Most of us have made mistakes when learning how crypto works, and oftentimes we are having very similar experiences and learning many of the same lessons.
Hopefully some of the experience that our team has picked up in the industry can save you from falling into some of the common mistakes that traders make.
“FOMO” buying and Panic selling
Markets are driven by emotion and the traders who are able to stay calm and make rational decisions are typically the ones who come out on top.
Many traders will be overcome with fear and sell when they see a major dip, or they will be overcome with greed and chase after the top gainers of the day whenever they see green candles.
This is what we call FOMO (Fear Of Missing Out) buying, and panic selling, and traders who fall into this trap are making the mistake of chasing trends, which will always leave them a few steps behind the people who are actually making money and catching the pumps.
If you see an asset show a significant rise in value over a short period of time and become interested in buying some, it’s usually best to wait for the inevitable correction that almost always comes after a rally like that.
Patience will pay off in the long run, because no matter how strong the rally is, early holders will always take profits along the way, which should give you a better entry point.
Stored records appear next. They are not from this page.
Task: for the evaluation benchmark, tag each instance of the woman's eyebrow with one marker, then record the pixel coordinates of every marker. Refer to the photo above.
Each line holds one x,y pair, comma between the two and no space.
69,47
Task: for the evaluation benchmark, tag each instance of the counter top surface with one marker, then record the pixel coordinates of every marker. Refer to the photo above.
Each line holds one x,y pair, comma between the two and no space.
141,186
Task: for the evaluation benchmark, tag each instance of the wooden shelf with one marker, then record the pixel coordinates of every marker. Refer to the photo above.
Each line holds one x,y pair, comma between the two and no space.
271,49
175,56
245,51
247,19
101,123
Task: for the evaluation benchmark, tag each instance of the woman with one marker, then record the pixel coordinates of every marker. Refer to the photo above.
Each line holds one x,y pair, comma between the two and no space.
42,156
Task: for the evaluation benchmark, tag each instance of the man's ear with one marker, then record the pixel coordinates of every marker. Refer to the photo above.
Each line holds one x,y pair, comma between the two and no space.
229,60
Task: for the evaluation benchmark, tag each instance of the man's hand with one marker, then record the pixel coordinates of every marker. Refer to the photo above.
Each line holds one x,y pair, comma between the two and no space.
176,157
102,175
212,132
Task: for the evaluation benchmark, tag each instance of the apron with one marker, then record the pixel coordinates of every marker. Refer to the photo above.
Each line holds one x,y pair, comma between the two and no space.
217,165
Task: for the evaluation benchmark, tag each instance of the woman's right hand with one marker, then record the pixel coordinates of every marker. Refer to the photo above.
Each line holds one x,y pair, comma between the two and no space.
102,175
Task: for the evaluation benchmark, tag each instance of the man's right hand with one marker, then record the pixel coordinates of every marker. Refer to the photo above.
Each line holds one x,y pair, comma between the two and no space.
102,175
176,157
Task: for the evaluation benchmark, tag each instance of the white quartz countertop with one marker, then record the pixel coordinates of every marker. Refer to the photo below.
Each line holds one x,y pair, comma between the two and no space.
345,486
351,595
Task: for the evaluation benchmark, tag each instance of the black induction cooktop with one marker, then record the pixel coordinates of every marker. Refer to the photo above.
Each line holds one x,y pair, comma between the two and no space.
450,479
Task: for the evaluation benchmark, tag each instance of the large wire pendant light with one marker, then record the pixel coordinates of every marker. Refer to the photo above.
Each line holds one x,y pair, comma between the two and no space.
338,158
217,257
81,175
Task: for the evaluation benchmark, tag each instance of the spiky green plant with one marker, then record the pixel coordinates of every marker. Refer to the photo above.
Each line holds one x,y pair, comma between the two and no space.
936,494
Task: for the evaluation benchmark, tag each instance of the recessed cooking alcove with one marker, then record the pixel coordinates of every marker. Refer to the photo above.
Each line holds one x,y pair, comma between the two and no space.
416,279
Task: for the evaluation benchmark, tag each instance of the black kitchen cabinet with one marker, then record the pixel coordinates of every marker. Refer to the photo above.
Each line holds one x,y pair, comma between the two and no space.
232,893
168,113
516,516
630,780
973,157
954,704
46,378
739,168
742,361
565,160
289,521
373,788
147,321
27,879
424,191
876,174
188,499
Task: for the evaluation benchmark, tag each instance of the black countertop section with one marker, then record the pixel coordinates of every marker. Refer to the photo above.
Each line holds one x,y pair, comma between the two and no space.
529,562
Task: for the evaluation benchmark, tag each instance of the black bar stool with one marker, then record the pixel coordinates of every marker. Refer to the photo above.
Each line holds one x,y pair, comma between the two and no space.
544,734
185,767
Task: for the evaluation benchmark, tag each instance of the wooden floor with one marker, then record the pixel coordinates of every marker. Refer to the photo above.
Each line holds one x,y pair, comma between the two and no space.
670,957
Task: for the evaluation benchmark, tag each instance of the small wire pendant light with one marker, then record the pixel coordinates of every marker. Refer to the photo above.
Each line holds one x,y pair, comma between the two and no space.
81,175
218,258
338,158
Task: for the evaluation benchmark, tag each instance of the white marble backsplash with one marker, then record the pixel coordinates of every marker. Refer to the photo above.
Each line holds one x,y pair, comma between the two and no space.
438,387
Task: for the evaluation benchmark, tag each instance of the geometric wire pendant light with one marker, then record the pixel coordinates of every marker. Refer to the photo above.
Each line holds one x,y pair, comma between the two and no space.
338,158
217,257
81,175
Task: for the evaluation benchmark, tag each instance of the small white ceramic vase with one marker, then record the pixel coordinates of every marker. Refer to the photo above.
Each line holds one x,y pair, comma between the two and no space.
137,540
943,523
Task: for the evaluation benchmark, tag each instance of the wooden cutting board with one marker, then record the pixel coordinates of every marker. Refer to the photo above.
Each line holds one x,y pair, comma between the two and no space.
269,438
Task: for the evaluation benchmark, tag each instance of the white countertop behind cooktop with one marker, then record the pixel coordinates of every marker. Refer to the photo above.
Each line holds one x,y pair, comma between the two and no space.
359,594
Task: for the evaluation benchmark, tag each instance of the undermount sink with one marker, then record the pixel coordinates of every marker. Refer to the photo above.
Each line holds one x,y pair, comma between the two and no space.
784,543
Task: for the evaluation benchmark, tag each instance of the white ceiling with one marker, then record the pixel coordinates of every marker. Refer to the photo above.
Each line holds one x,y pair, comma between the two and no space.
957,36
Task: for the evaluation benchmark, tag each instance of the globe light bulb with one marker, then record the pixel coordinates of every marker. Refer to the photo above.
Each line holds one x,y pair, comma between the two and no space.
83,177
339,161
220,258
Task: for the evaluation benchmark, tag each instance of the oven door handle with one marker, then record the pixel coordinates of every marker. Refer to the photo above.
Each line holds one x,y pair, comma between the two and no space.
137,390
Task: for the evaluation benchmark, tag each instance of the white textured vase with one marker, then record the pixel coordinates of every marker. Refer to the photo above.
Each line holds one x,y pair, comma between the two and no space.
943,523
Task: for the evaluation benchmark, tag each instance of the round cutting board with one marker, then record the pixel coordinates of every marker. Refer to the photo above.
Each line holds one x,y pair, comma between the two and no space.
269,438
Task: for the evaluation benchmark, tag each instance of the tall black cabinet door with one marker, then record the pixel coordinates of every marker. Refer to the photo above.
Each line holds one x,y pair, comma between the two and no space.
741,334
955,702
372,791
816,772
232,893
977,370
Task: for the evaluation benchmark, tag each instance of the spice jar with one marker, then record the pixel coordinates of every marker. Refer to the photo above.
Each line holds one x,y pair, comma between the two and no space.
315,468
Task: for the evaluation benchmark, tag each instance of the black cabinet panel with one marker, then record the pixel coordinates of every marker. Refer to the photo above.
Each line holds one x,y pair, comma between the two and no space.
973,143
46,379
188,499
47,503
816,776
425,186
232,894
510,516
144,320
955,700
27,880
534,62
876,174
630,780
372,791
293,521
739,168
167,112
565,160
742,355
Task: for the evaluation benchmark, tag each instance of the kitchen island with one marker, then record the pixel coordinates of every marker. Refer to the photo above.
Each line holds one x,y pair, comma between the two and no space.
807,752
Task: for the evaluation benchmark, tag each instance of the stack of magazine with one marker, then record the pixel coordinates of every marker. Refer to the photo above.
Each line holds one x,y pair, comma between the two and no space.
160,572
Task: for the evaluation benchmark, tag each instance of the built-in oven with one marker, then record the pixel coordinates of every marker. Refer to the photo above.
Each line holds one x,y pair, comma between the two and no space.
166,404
As far as panic selling goes, if you are confident in the fundamental analysis that you have done on a project, and nothing has fundamentally changed, you will not be so tempted to sell during a dip.
Bad Operational Security
Having total control of your finances is one of the primary benefits of cryptocurrencies, but this also means that you are the one who will take full responsibility if something goes wrong.
This is why it is essential to practice good operational security.
Never give away your seed phrases or passwords, and always keep them offline in a safe place.
Sending Transaction To Wrong Address
It is very easy to send a transaction to the wrong address if you are not careful. It is also important to be sure that you are sending funds on the correct network.
For example, Tether, one of the most popular USD stablecoins, can be sent across multiple different networks, including Ethereum and Tron.
Many other tokens are built to be compatible with multiple networks, but when sending from one wallet to another, you need to be sure that your send and receive addresses are on the same network, or you can risk losing your money.
One of the best ways to be absolutely sure that you are sending to the correct address, is to send a very small amount as a test before making the whole transaction.
This can be expensive on networks with high transaction fees, but when you are sending large amounts of money, the extra transaction fee is worth the peace of mind that you will get from knowing that your funds are going to the correct address.
Being Too Risky With Leverage
Leverage trading can be very tempting because it offers a chance at huge gains on a small investment, but it is important to understand the risks of liquidation when trading with leverage.
If you do decide to leverage trade, never use an exchange account where you are storing funds, and don’t keep any money in that account that you aren’t entirely willing to lose.
If you are holding an asset in your private wallet, a flash crash or quick price fluctuation will not affect you that much, but if you are leverage trading your entire account could be wiped out if the price goes low enough.
This is why setting a stop loss in these situations is especially important, because it could save you from reaching your liquidation point in an event of a flash crash, which happens frequently in the world of crypto.